Frontend Architecture
Code splitting: fix the waterfall
Reading about over-splitting is not the same as pulling a page out of a waterfall. Take a real app, drive it into the failure mode on throttled 4G, then re-architect the chunk graph with the unit’s decision tree — measuring at every step instead of trusting the analyzer.
Turn the unit’s mental model into a reproducible engineering loop: profile the chunk graph under field conditions, find the waterfall and the over-splits, re-split per route, defer only heavy off-first-paint components, add the right resource hints, stabilise the vendor chunk, and verify the Core Web Vitals win with before/after numbers.
Take a multi-route SPA (your own, or build a small one) that is either over-split into a request waterfall or under-split into one giant bundle, and re-architect its chunk graph so LCP on throttled 4G drops under 2.5s and CLS under 0.1 — proving each change with measurements, not the bundle analyzer.

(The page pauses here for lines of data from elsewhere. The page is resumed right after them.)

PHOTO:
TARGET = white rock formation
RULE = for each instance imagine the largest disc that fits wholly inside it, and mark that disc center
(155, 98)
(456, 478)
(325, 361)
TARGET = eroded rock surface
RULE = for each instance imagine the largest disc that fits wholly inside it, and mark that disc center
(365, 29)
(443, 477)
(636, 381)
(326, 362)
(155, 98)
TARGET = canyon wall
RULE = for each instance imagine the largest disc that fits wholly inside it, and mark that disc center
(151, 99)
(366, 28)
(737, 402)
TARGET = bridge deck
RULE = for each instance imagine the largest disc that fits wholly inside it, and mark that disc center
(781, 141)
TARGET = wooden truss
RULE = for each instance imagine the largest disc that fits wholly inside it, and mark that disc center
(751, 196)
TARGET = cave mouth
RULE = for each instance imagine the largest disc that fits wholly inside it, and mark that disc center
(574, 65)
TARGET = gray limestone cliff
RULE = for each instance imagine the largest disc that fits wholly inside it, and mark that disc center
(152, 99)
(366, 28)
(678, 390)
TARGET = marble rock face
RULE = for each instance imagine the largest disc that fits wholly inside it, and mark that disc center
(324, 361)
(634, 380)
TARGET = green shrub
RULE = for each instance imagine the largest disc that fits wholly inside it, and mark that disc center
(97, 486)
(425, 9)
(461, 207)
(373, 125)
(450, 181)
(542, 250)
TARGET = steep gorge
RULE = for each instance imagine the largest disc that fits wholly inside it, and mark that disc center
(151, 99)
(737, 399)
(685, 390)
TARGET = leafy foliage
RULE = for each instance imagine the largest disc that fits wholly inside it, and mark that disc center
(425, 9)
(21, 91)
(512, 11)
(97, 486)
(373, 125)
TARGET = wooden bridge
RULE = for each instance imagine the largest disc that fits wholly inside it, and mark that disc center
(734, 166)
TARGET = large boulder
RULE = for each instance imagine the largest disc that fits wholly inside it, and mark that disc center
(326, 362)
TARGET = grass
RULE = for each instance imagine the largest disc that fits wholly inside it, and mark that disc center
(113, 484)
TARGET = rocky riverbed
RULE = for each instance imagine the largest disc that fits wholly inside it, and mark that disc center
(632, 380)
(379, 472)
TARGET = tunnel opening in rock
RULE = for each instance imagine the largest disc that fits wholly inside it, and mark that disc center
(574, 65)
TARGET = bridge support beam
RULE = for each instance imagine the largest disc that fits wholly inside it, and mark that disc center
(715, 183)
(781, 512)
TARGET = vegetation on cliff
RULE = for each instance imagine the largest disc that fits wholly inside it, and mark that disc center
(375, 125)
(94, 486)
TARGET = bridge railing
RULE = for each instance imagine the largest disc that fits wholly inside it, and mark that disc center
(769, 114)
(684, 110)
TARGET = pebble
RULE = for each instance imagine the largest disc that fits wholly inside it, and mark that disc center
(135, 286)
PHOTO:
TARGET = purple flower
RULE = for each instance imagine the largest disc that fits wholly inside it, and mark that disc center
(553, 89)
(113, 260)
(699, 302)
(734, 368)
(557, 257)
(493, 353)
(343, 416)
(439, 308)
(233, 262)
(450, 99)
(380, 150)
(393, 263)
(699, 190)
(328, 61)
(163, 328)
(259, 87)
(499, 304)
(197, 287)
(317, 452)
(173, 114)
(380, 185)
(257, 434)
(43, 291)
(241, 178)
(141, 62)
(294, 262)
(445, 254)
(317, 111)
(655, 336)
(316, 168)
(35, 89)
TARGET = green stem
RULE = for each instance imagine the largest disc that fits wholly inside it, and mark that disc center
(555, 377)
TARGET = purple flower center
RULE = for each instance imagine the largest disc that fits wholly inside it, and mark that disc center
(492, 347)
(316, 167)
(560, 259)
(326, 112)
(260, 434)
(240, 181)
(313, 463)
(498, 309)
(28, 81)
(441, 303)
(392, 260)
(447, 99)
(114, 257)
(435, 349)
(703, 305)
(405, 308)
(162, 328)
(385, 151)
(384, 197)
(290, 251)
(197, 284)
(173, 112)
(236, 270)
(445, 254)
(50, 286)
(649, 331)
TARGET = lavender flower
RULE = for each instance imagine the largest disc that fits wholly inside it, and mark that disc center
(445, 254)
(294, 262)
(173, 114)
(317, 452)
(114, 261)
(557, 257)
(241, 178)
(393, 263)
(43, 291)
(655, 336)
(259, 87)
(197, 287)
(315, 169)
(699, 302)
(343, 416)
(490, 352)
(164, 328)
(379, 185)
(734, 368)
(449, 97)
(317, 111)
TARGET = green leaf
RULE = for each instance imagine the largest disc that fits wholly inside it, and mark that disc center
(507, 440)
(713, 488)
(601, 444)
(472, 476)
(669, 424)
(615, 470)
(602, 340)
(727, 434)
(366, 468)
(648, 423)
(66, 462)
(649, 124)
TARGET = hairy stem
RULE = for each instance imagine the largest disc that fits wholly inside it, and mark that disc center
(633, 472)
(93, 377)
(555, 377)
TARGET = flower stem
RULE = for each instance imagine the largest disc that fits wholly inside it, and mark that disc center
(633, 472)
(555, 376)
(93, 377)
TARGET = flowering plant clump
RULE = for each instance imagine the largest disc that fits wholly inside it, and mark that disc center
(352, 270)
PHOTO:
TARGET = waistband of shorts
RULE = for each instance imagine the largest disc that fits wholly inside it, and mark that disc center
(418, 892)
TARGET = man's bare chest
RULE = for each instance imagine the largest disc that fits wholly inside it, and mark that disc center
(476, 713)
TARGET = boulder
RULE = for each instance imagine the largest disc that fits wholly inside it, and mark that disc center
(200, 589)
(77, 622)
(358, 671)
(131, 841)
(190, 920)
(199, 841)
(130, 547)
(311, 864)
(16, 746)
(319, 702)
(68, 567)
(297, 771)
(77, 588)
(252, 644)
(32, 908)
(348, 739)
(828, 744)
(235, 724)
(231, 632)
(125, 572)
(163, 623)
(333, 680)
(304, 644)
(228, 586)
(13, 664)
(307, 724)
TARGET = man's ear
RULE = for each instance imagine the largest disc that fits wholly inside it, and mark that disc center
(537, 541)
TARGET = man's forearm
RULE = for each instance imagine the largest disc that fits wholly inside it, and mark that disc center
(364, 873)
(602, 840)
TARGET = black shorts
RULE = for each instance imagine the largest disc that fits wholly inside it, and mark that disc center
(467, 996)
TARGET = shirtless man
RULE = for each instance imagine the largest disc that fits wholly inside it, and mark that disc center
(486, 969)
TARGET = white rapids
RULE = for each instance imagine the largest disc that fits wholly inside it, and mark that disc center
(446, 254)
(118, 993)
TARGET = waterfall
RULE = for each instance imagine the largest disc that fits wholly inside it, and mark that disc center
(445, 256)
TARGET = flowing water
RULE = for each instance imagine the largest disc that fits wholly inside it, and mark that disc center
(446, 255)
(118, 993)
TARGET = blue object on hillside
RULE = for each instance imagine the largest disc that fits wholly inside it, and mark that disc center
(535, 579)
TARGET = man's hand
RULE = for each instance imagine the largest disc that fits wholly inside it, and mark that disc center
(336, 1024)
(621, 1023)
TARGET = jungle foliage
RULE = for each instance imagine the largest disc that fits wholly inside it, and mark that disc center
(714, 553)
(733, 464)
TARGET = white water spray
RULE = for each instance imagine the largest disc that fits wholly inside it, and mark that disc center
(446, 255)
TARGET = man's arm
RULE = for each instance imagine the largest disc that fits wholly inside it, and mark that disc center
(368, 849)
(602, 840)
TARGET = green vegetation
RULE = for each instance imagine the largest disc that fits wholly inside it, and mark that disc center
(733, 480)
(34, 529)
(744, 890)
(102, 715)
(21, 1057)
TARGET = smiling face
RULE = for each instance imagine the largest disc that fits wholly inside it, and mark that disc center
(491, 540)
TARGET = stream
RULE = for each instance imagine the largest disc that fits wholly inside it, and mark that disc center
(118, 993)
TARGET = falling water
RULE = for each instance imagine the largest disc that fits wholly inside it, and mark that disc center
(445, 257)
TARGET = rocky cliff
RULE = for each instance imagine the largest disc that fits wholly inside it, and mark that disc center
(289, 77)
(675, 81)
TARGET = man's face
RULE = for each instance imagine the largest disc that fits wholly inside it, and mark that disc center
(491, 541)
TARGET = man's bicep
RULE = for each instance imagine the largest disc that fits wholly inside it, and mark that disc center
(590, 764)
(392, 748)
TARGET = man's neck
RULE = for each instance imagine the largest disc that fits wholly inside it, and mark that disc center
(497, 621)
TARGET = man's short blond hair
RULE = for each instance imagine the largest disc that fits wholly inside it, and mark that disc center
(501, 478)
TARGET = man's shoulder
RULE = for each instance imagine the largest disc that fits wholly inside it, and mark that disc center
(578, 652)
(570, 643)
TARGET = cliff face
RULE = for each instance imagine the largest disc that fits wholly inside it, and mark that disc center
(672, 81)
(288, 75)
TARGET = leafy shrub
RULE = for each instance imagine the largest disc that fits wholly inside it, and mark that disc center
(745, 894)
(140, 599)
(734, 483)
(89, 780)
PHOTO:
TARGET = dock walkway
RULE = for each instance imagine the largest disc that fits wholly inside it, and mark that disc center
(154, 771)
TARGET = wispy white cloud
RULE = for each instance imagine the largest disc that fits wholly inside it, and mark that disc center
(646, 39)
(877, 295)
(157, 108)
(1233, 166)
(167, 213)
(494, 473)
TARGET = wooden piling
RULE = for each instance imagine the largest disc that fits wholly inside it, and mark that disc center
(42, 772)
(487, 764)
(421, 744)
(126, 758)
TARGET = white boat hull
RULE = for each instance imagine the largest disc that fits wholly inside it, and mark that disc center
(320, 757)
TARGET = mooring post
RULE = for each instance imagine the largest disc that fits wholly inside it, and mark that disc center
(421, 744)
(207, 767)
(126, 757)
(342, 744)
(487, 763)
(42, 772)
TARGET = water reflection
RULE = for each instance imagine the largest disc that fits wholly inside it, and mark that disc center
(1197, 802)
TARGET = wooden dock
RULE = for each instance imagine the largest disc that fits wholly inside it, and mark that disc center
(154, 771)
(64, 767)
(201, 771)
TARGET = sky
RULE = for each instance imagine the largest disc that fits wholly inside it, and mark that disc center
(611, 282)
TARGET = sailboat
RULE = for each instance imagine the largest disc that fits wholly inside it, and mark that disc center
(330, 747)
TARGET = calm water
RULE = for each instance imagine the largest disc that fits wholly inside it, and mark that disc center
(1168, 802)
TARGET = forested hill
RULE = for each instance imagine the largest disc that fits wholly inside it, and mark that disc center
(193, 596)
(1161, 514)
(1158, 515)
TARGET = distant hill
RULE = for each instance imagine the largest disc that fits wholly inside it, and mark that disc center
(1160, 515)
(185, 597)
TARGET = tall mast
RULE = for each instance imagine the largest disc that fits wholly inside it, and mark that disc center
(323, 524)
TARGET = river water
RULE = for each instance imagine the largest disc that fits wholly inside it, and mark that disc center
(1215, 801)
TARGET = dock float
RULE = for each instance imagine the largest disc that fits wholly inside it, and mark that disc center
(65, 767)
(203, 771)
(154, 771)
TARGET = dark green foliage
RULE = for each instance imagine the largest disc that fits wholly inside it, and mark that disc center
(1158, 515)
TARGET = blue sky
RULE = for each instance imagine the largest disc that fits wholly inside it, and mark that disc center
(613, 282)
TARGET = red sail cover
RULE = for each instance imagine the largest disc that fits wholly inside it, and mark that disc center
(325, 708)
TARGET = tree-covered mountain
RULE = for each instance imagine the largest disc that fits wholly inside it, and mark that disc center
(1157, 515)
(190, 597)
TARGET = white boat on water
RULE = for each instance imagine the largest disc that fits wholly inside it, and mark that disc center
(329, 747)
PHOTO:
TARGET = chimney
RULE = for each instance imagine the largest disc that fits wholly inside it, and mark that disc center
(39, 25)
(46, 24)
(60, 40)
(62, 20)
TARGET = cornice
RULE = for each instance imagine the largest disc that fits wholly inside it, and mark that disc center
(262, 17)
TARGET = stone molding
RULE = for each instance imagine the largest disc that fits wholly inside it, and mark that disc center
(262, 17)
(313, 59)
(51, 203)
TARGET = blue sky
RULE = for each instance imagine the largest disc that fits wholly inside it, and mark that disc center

- A before/after table measured under identical throttled-4G conditions: LCP, CLS, INP, initial-route JS bytes, and the number of sequential chunk requests on the critical path.
- The network waterfall after the change shows the critical chunks fetched in parallel with the document (via preload) rather than discovered sequentially, with the waterfall depth visibly reduced.
- LCP is under 2.5s and CLS under 0.1 on throttled 4G, and no above-the-fold component flashes a Suspense fallback.
- A diff of two builds proving the vendor chunk's content-hashed URL is unchanged after a trivial app-code edit, plus a one-paragraph write-up naming which lever fixed each problem and why.
- Add a route-prefetch-on-hover layer for the whole nav and measure the click-to-interactive improvement on the prefetched routes versus cold ones.
- Compress-test the chunking: split one shared asset two ways (few larger vs many tiny chunks) and compare total transferred (compressed) bytes to quantify the compression penalty of over-splitting.
- Add a CI Lighthouse-CI gate that runs on throttled 4G and fails the build if LCP, CLS, or initial-route JS regresses past the budget.
- Repeat the experiment under HTTP/1.1 versus HTTP/2 and document how the waterfall's cost changes, confirming multiplexing helps parallel requests but not the sequential discovery chain.
This is the loop you will run on every real splitting decision: measure under field conditions first (throttled 4G, not the analyzer), classify every chunk as route / heavy-deferred / over-split, re-split per route by default, defer only heavy off-first-paint widgets, add preload for critical and prefetch for likely-next, and stabilise the vendor chunk so deploys do not bust the cache. Proving the LCP and CLS win with before/after numbers on a toy app makes the production version muscle memory — the chunk graph is a budget you design, not a number to minimize.